Potersi confrontare con colleghi omologhi fa si che si veda riaffermato il valore e l'attenzione della nostra professione in Stati che regolamentano il percorso professionale di chi ha il lavoro come punto centrale dell'attività. Nel confronto si realizza uno scambio di esperienze ma c'è anche la volontà di costruire una rete di professionisti in molte parti del mondo tramite cui fornire assistenza alle nostre imprese che investono in mercati esteri. Questo è un tema di assoluta attualità: nel momento in cui la categoria ha la conoscenza di altri mercati del lavoro e canali per creare una rete di assistenza agli investimenti delle aziende ci si può proporre come consulente globale. Ma avere una conoscenza di altri mercati aiuta a valutare quanto sia utile investire all'estero così come sia importante definire regole più semplici in Italia e rendere più appetibile mantenere qui la forza lavoro. Io non credo nella delocalizzazione fatta per risparmiare, ma quale apertura verso nuovi mercati.
Uno spazio del Festival sarà dedicato ai giovani e all'ingresso nel mercato del lavoro. Un argomento che si intreccia con i servizi per il lavoro e le politiche attive. Siamo sempre all'anno zero?
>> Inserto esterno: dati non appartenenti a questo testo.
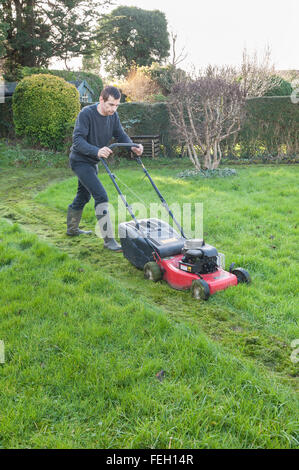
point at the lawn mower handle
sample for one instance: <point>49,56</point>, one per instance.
<point>122,145</point>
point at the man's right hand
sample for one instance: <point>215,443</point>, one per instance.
<point>104,152</point>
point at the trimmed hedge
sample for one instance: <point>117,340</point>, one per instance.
<point>44,107</point>
<point>6,119</point>
<point>93,80</point>
<point>270,129</point>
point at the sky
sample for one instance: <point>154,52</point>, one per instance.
<point>217,31</point>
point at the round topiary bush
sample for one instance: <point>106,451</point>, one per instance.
<point>44,107</point>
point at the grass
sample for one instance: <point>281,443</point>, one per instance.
<point>85,335</point>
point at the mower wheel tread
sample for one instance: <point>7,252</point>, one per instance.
<point>242,275</point>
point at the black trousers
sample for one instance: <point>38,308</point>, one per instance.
<point>88,185</point>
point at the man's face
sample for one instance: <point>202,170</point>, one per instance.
<point>107,108</point>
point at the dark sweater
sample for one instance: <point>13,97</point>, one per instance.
<point>94,131</point>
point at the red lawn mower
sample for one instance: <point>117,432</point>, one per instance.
<point>164,254</point>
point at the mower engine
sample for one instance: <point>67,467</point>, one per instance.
<point>200,258</point>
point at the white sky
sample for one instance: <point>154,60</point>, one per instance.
<point>217,31</point>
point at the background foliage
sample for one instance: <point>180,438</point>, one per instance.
<point>132,36</point>
<point>43,108</point>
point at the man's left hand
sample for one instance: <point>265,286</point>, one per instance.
<point>138,150</point>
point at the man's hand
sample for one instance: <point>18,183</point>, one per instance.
<point>138,150</point>
<point>104,152</point>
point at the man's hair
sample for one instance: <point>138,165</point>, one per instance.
<point>110,91</point>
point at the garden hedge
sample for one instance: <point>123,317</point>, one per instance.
<point>44,108</point>
<point>271,127</point>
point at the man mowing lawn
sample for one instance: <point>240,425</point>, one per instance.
<point>94,128</point>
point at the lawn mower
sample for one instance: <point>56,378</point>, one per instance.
<point>164,254</point>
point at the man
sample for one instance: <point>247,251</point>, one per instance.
<point>94,128</point>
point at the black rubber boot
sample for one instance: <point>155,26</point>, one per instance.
<point>73,220</point>
<point>105,226</point>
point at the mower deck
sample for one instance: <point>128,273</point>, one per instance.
<point>182,280</point>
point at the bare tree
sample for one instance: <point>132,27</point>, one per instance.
<point>204,111</point>
<point>256,76</point>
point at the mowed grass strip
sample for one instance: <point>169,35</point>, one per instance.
<point>252,218</point>
<point>84,360</point>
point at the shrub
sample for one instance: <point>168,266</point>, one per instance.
<point>283,88</point>
<point>44,106</point>
<point>95,82</point>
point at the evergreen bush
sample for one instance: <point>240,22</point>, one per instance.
<point>44,106</point>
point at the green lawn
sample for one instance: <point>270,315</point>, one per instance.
<point>85,334</point>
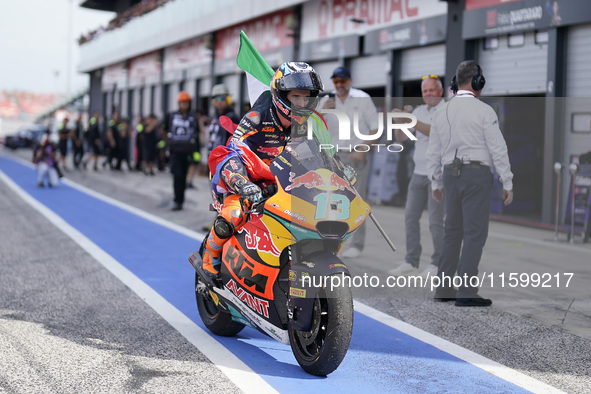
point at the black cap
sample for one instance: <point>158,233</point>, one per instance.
<point>342,72</point>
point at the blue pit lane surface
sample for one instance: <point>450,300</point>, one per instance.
<point>380,358</point>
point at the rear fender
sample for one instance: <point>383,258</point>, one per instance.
<point>306,280</point>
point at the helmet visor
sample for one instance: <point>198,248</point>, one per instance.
<point>301,81</point>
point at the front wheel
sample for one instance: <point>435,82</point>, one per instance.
<point>218,322</point>
<point>321,350</point>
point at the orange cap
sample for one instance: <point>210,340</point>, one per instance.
<point>184,96</point>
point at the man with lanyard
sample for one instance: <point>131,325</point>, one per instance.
<point>352,101</point>
<point>465,141</point>
<point>241,168</point>
<point>181,131</point>
<point>419,189</point>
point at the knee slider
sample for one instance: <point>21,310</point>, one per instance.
<point>223,228</point>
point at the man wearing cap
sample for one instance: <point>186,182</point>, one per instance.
<point>419,189</point>
<point>222,101</point>
<point>350,101</point>
<point>181,131</point>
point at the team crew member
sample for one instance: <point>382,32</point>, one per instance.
<point>240,167</point>
<point>352,101</point>
<point>112,142</point>
<point>419,194</point>
<point>181,131</point>
<point>63,135</point>
<point>465,141</point>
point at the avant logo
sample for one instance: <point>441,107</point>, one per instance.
<point>345,131</point>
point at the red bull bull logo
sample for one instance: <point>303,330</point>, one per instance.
<point>258,236</point>
<point>270,151</point>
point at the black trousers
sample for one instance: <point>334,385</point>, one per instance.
<point>179,167</point>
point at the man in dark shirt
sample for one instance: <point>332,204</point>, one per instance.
<point>181,131</point>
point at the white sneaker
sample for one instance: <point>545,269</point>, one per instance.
<point>351,253</point>
<point>404,269</point>
<point>431,270</point>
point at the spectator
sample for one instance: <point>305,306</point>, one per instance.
<point>93,137</point>
<point>123,145</point>
<point>44,157</point>
<point>465,141</point>
<point>112,144</point>
<point>182,134</point>
<point>77,138</point>
<point>419,189</point>
<point>63,135</point>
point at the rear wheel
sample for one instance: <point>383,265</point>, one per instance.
<point>321,350</point>
<point>218,322</point>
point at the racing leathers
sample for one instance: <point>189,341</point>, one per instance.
<point>240,169</point>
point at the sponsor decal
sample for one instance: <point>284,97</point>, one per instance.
<point>324,180</point>
<point>256,304</point>
<point>258,236</point>
<point>254,117</point>
<point>214,297</point>
<point>270,150</point>
<point>297,292</point>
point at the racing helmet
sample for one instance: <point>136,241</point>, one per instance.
<point>295,76</point>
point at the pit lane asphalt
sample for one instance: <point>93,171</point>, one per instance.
<point>537,337</point>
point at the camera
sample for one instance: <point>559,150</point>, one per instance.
<point>456,168</point>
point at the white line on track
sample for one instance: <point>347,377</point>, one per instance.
<point>490,366</point>
<point>238,372</point>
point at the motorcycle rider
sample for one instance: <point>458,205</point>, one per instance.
<point>242,167</point>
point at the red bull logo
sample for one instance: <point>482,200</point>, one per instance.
<point>271,151</point>
<point>258,236</point>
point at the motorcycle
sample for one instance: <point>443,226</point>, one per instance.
<point>281,274</point>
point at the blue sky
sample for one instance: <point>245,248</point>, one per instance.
<point>34,44</point>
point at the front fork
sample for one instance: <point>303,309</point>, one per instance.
<point>307,277</point>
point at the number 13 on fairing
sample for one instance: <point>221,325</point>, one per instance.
<point>332,206</point>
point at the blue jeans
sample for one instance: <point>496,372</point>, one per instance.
<point>418,198</point>
<point>467,204</point>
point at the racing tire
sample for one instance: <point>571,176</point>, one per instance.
<point>218,322</point>
<point>322,349</point>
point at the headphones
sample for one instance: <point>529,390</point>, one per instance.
<point>478,81</point>
<point>228,99</point>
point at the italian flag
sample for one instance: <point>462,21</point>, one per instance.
<point>258,72</point>
<point>259,75</point>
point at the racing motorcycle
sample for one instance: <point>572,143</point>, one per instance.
<point>281,274</point>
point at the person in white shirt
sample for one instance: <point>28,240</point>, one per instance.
<point>419,189</point>
<point>350,101</point>
<point>465,141</point>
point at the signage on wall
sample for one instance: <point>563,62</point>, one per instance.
<point>269,34</point>
<point>523,15</point>
<point>417,33</point>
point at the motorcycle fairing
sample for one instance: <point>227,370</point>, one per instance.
<point>318,264</point>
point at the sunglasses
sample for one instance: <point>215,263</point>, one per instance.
<point>432,76</point>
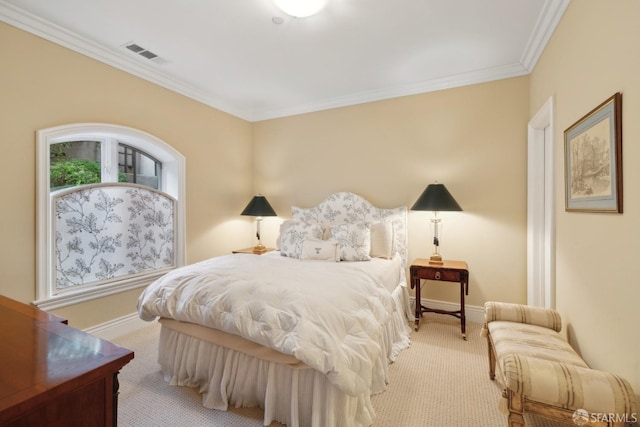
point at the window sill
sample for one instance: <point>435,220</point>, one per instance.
<point>82,295</point>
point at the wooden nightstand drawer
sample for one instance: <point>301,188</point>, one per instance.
<point>439,274</point>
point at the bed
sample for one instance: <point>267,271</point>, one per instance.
<point>306,332</point>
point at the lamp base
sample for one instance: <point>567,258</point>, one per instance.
<point>436,259</point>
<point>259,249</point>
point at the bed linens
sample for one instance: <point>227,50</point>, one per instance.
<point>276,301</point>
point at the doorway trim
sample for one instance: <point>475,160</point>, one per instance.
<point>540,209</point>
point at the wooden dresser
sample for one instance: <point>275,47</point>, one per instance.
<point>54,375</point>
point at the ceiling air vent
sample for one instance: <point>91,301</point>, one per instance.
<point>136,48</point>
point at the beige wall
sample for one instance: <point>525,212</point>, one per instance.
<point>592,55</point>
<point>44,85</point>
<point>472,139</point>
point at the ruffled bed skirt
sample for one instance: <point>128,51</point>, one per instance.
<point>295,395</point>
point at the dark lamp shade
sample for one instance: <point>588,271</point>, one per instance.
<point>435,198</point>
<point>259,206</point>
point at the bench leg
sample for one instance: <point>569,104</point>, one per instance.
<point>515,403</point>
<point>492,358</point>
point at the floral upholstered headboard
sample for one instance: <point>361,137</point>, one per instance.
<point>350,208</point>
<point>90,222</point>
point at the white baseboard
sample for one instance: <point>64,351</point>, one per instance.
<point>118,327</point>
<point>473,313</point>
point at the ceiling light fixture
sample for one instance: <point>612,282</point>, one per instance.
<point>300,8</point>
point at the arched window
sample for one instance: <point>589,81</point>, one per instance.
<point>110,211</point>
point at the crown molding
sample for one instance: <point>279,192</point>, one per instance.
<point>26,21</point>
<point>551,14</point>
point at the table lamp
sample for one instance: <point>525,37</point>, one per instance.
<point>436,198</point>
<point>259,207</point>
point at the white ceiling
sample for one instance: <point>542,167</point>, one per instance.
<point>229,54</point>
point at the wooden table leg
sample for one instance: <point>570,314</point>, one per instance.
<point>463,319</point>
<point>416,283</point>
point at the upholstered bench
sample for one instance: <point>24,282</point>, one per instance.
<point>542,374</point>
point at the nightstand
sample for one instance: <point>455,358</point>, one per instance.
<point>250,251</point>
<point>448,271</point>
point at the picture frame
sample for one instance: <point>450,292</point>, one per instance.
<point>593,160</point>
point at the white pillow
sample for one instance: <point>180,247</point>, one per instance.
<point>324,250</point>
<point>354,241</point>
<point>381,240</point>
<point>293,233</point>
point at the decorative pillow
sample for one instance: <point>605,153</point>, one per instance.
<point>354,241</point>
<point>381,240</point>
<point>293,233</point>
<point>324,250</point>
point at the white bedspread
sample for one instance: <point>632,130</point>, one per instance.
<point>331,316</point>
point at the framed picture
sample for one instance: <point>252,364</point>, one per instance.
<point>593,160</point>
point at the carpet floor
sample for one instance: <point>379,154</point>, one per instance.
<point>440,381</point>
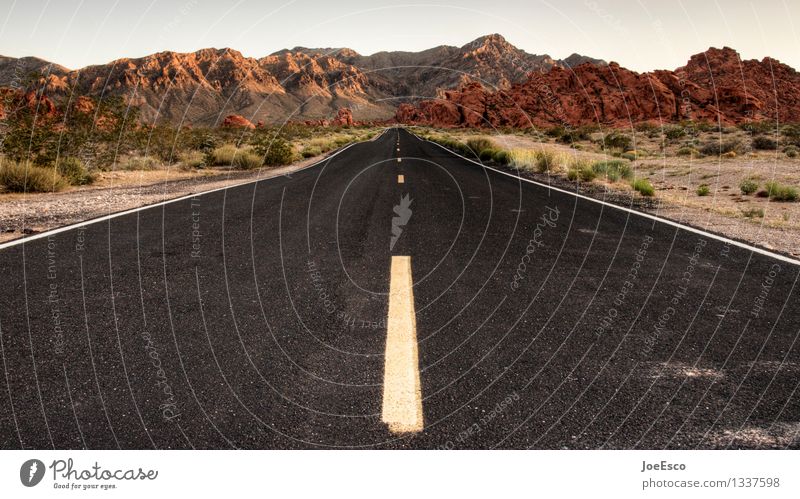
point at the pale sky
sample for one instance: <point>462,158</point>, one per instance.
<point>639,34</point>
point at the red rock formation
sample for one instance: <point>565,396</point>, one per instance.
<point>713,85</point>
<point>344,117</point>
<point>236,121</point>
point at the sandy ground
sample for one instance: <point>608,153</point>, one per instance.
<point>23,214</point>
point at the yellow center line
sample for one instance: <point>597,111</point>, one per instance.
<point>402,391</point>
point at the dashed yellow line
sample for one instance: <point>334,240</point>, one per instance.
<point>402,391</point>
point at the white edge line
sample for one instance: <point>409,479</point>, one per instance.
<point>103,218</point>
<point>687,228</point>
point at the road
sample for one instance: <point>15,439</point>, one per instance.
<point>521,317</point>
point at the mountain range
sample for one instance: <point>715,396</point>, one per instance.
<point>296,84</point>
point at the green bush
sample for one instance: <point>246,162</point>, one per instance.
<point>616,140</point>
<point>764,143</point>
<point>224,155</point>
<point>487,154</point>
<point>478,144</point>
<point>556,131</point>
<point>74,172</point>
<point>575,134</point>
<point>277,152</point>
<point>781,192</point>
<point>792,133</point>
<point>748,186</point>
<point>643,186</point>
<point>757,126</point>
<point>26,177</point>
<point>247,160</point>
<point>141,163</point>
<point>674,132</point>
<point>613,169</point>
<point>586,173</point>
<point>546,160</point>
<point>688,151</point>
<point>720,147</point>
<point>753,213</point>
<point>192,159</point>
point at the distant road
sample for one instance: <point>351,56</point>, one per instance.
<point>519,317</point>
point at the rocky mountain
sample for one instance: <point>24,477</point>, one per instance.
<point>298,84</point>
<point>715,84</point>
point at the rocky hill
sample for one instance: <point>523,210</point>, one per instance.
<point>204,87</point>
<point>714,85</point>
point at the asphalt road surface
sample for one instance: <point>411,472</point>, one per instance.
<point>256,317</point>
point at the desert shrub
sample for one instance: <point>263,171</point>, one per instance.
<point>141,163</point>
<point>547,161</point>
<point>792,133</point>
<point>524,159</point>
<point>25,177</point>
<point>572,174</point>
<point>748,186</point>
<point>616,140</point>
<point>501,157</point>
<point>764,143</point>
<point>647,127</point>
<point>276,152</point>
<point>756,127</point>
<point>487,154</point>
<point>478,144</point>
<point>575,134</point>
<point>688,151</point>
<point>586,173</point>
<point>781,192</point>
<point>753,213</point>
<point>630,155</point>
<point>247,160</point>
<point>224,155</point>
<point>192,159</point>
<point>74,171</point>
<point>311,151</point>
<point>556,131</point>
<point>643,187</point>
<point>613,169</point>
<point>721,147</point>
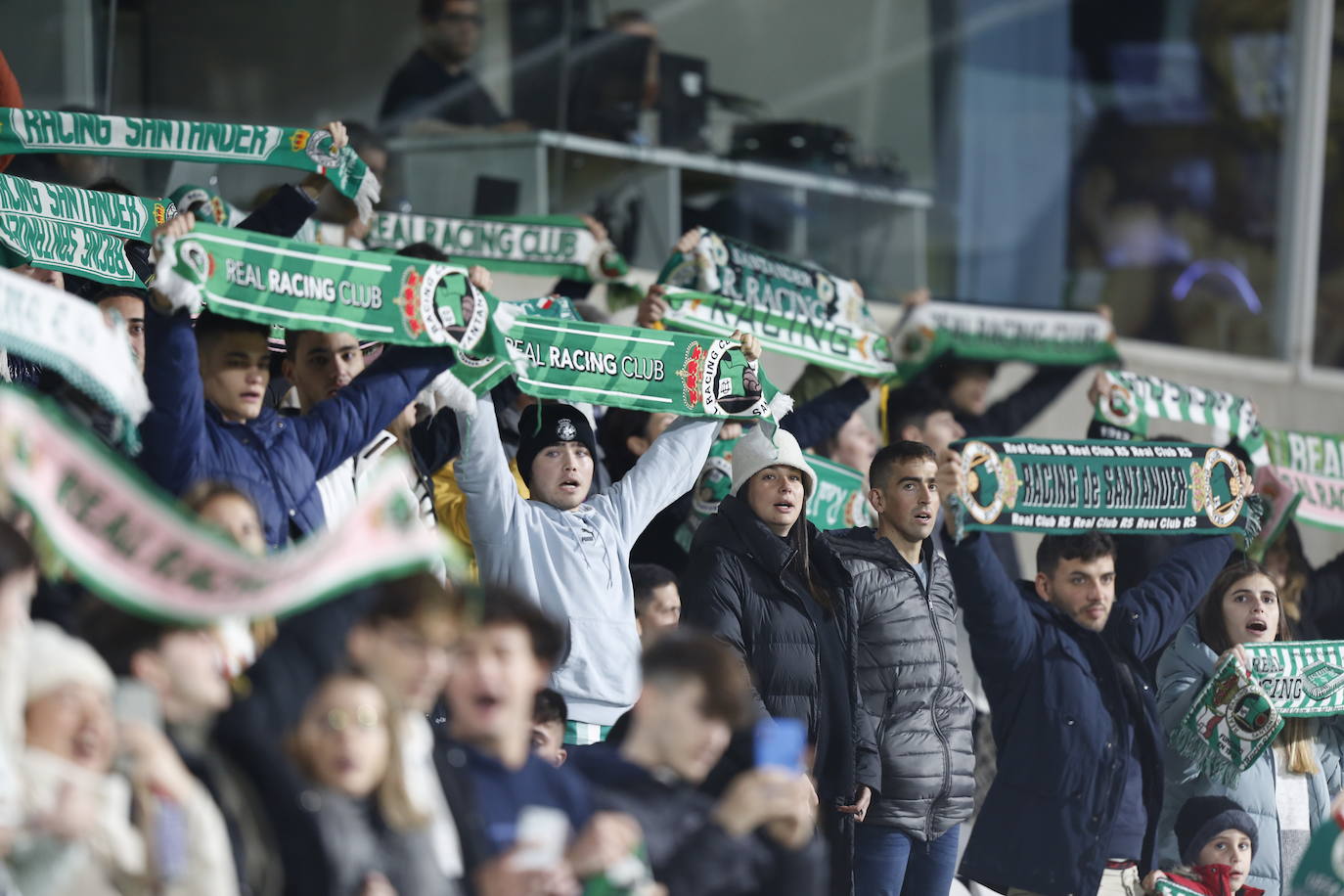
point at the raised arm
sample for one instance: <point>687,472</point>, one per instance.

Il sistema è partito con un po' di affanno ma con entusiasmo. I servizi pubblici per l'impiego devono trovare una collocazione nella prima assistenza e scrematura di quelle che sono le esigenze dei singoli, ma poi ci deve essere il coinvolgimento degli altri operatori del mercato del lavoro. Non è opportuno che tutti facciano tutto, ma che ognuno faccia una parte al meglio. Rispetto ad altri Paesi siamo indietro perché non abbiamo una rete efficiente di servizi pubblici e non abbiamo nemmeno una banca dati nazionale di tutti i curricula nonostante sia stata prevista dalla legge Biagi. Per creare un mercato del lavoro unico basterebbe avere la volontà di lavorare su interoperabilità e scambio di informazioni e affidare ai privati quelle parti dell'accompagnamento del lavoratore che richiedono specializzazione e qualificazione.